March 11th of this year, I received notice that I was selected to design a print for ARTCRANK, Chicago. ARTCRANK is a really fun show, and it was even more exciting that I was to be among some of our screen printing best.
At the time, I was settling into a groove with a new body of work. Printing a lot of onesies and twosies on canvas or vinyl. Large scale. Only super bright colors or black and white. I had only 2 edition style print runs to speak of from the previous six months.
|Rock For Kids Benefit @ The Empty Bottle|
Both of these editions were printed using index color separations with up to 8 screens each. Although I’m immersed in screen printing all day, every day at Sharprint, I’d only recently gotten back behind the squeegee, so these prints were labor intensive with a lot of room for error.
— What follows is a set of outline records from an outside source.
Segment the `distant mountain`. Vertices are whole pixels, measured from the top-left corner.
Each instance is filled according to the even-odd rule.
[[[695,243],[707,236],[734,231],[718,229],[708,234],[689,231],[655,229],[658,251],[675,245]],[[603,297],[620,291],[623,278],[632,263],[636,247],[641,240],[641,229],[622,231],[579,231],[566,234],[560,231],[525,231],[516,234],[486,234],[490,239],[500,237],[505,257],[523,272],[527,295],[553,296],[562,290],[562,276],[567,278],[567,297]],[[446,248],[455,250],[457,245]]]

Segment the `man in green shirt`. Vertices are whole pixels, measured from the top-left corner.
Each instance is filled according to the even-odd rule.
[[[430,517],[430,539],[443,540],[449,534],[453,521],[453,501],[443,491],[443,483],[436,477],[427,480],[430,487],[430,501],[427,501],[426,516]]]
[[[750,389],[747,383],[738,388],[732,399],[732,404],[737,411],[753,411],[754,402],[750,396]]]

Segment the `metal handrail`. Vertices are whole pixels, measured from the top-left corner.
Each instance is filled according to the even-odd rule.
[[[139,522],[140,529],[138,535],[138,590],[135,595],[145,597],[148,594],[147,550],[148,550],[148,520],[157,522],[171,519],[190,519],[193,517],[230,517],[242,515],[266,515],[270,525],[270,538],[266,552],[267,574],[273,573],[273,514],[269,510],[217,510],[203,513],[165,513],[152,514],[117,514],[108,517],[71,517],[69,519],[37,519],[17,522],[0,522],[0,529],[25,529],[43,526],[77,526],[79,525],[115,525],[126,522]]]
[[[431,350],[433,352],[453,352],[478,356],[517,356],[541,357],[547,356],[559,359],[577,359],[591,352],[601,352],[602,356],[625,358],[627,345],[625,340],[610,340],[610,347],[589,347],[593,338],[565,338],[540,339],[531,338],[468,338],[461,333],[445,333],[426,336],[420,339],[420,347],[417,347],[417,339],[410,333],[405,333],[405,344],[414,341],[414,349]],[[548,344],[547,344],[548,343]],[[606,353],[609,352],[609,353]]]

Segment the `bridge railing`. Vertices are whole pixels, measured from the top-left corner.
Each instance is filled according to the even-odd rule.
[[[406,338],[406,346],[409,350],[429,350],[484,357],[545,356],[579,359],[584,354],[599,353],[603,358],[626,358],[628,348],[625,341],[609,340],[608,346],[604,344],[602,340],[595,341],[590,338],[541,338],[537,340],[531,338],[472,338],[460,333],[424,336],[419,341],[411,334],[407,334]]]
Print Approach & Technique
I approached the print for ARTCRANK differently than my most recent editions while remaining true to the current body of work. I wanted to design at the high end of my technical knowledge base while accommodating the lower end of my printing skill set.
If there’s one thing I won’t compromise, it’s tight registration. As much as a hairline of space between colors absolutely ruins it for me. Since I’d not been able to get the perfection I wanted with registration, I decided to design something that didn’t rely on tight registration.
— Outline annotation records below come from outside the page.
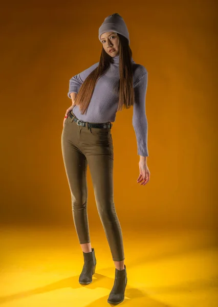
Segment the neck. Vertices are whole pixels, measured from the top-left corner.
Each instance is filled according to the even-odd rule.
[[[114,64],[119,64],[119,61],[120,61],[120,55],[118,54],[117,55],[114,56],[114,57],[113,58],[113,59],[114,60]],[[134,62],[133,57],[132,57],[132,58],[131,58],[131,61],[132,62]]]

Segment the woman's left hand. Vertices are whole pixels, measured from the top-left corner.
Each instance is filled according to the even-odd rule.
[[[140,185],[145,185],[150,179],[150,172],[147,165],[147,161],[140,160],[139,166],[139,176],[138,178],[137,182],[138,183],[141,183]]]

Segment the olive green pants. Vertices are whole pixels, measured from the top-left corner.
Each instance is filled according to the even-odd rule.
[[[68,116],[61,149],[72,198],[74,225],[80,244],[90,243],[87,214],[87,165],[90,170],[98,214],[114,261],[125,259],[121,228],[114,202],[114,150],[111,128],[88,128]]]

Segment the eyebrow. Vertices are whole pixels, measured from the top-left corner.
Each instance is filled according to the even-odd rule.
[[[111,34],[109,34],[109,35],[108,35],[108,36],[111,36],[111,35],[112,35],[112,34],[115,34],[115,33],[114,32],[112,32],[112,33],[111,33]],[[104,37],[102,37],[102,38],[101,38],[101,40],[102,39],[104,39]]]

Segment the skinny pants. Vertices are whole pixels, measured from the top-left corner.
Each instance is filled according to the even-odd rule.
[[[114,201],[114,148],[111,128],[80,126],[69,115],[61,134],[61,149],[80,244],[90,243],[87,213],[89,164],[98,212],[114,261],[125,259],[120,224]]]

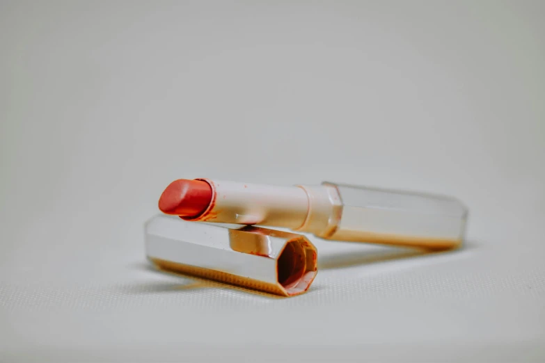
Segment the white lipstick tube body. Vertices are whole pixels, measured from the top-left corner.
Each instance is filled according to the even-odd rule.
[[[425,248],[463,241],[467,209],[457,200],[412,192],[324,182],[275,186],[207,182],[212,200],[187,220],[290,228],[331,240]]]

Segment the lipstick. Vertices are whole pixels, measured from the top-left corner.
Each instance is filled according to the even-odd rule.
[[[159,269],[283,296],[306,291],[317,273],[317,251],[306,237],[254,226],[157,216],[145,225],[145,250]]]
[[[464,239],[467,209],[432,194],[331,182],[276,186],[179,179],[159,207],[196,222],[290,228],[325,239],[446,249]]]

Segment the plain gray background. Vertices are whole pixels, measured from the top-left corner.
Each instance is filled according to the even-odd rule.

While I made some things easier, I also set up a challenge for myself. I decided to use 55 line halftone dots instead of the tiny diamond shaped specks that form the bitmap composition evident in index separations. A challenge, indeed. I pulled back on my separation file 3 times before I was able to get prints that didn’t gain and fill in areas darker than 50%. Once I was able to maintain good detail in the dark areas, I was struggling to keep the detail in the lights from drying out. Long story short, I printed a lot of these to get an edition of 30.
Once I’d realized some guidelines for what I wanted to print, the design came together really easily. I love it when this happens.
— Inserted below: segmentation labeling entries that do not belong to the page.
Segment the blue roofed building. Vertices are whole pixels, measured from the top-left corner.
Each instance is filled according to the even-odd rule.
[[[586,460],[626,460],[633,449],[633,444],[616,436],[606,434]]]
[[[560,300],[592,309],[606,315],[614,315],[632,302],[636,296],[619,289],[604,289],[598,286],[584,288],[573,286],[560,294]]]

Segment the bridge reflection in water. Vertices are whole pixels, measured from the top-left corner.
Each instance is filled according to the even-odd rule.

When I look at the finished print, it brings back how I felt while making it. I remember expecting an early spring, but it was still really wintery and cold outside. I felt the confinement I do at the end of each winter. This came out in the small, square print with dark edges that keep the viewer inside. However, I can see the promise of spring too. There’s bright splashes of color breaking out of the grey. The cruiser bike is out. And BBQ beers.